The RFL may have promised something that they have subsequently proved unable to deliver, causing material harm to the Wolfpack’s business.
But really, the word on the street is that the ‘Pack’s new boss Bob Hunter is a gun operator (it’s an expression, it has nothing to do with firearms) and in the end, everything will be fine.
That being the case…
Rugby league in the UK has trouble opening certain doors commercially. It has trouble getting national publicity. It has trouble making money.
But how many of those doors that are slammed in their faces in this country because of historical bias against rugby league would be opened in Canada? Yahoo Sport in Canada, as one of many examples, has taken a shine to the Wolfpack.
Yahoo Sport in the UK takes agency copy on Super League.
Let’s say, as a purely hypothetical example, Super League approached Subway (the sandwich chain) to sponsor the corner posts and were sent packing.
On Monday week, could they not contact Subway Canada with the same offer? Here’s a new transatlantic sports league that has a Canadian team! Wanna sponsor our corner posts all year?
Or our video referees? Or goalpost pads? Or buy a place on LED displays pitch side?
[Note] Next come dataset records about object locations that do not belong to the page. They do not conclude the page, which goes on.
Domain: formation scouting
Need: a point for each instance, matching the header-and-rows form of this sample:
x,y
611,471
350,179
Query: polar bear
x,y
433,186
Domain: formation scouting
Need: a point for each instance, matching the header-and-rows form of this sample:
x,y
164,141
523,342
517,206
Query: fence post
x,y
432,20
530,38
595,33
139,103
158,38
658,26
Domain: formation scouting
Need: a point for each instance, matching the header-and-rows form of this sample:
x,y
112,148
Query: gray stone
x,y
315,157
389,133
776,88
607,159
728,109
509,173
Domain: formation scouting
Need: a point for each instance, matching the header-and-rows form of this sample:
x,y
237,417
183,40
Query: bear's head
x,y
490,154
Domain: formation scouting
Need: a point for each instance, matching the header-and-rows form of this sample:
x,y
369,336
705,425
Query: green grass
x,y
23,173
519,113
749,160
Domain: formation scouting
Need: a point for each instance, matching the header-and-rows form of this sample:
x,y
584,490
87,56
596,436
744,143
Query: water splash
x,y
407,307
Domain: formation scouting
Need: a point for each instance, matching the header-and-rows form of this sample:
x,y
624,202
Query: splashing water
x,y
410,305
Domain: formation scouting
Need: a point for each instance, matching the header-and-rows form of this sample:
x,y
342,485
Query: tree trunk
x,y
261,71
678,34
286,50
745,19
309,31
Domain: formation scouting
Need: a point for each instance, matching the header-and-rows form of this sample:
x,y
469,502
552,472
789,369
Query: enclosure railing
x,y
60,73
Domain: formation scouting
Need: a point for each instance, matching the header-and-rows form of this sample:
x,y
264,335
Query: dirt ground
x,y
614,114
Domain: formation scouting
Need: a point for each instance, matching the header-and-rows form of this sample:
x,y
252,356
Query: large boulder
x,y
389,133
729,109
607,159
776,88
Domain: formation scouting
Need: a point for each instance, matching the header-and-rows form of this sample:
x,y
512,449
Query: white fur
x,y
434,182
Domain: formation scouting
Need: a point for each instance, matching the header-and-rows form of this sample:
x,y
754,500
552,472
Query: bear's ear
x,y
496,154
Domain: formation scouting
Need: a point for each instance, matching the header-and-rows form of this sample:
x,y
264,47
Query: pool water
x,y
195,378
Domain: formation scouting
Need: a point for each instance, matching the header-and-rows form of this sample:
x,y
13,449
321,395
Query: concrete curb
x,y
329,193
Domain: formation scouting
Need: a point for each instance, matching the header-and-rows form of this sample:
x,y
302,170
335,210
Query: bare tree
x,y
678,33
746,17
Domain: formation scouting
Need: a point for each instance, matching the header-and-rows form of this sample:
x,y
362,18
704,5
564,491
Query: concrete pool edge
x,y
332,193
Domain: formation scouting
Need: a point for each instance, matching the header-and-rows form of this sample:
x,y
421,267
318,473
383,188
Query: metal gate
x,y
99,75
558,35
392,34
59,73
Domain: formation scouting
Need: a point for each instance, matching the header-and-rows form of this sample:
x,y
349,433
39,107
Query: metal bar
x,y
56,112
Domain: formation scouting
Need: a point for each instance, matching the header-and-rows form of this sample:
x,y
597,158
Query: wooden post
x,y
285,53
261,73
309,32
Suddenly, the old frustrations melt away – our patch now involves virgin territory where there are no preconceptions of what rugby league is.
Instead of seeing this off-season process as “letting a Canadian team into our competition”, it has to be perceived as our competition annexing a whole new continent.
Southern France and North America are not “outposts” from whence we send and receive teams. They are OUR territory and should be as financially lucrative as the so-called heartlands.
As we have seen, it wouldn’t take much for them to be more lucrative. Much more lucrative. Everything the competition isn’t in Britain, it can aspire to be in the New World.
This – the next six months – is when the term ‘New Beginnings’ must take on some actual meaning for Super League.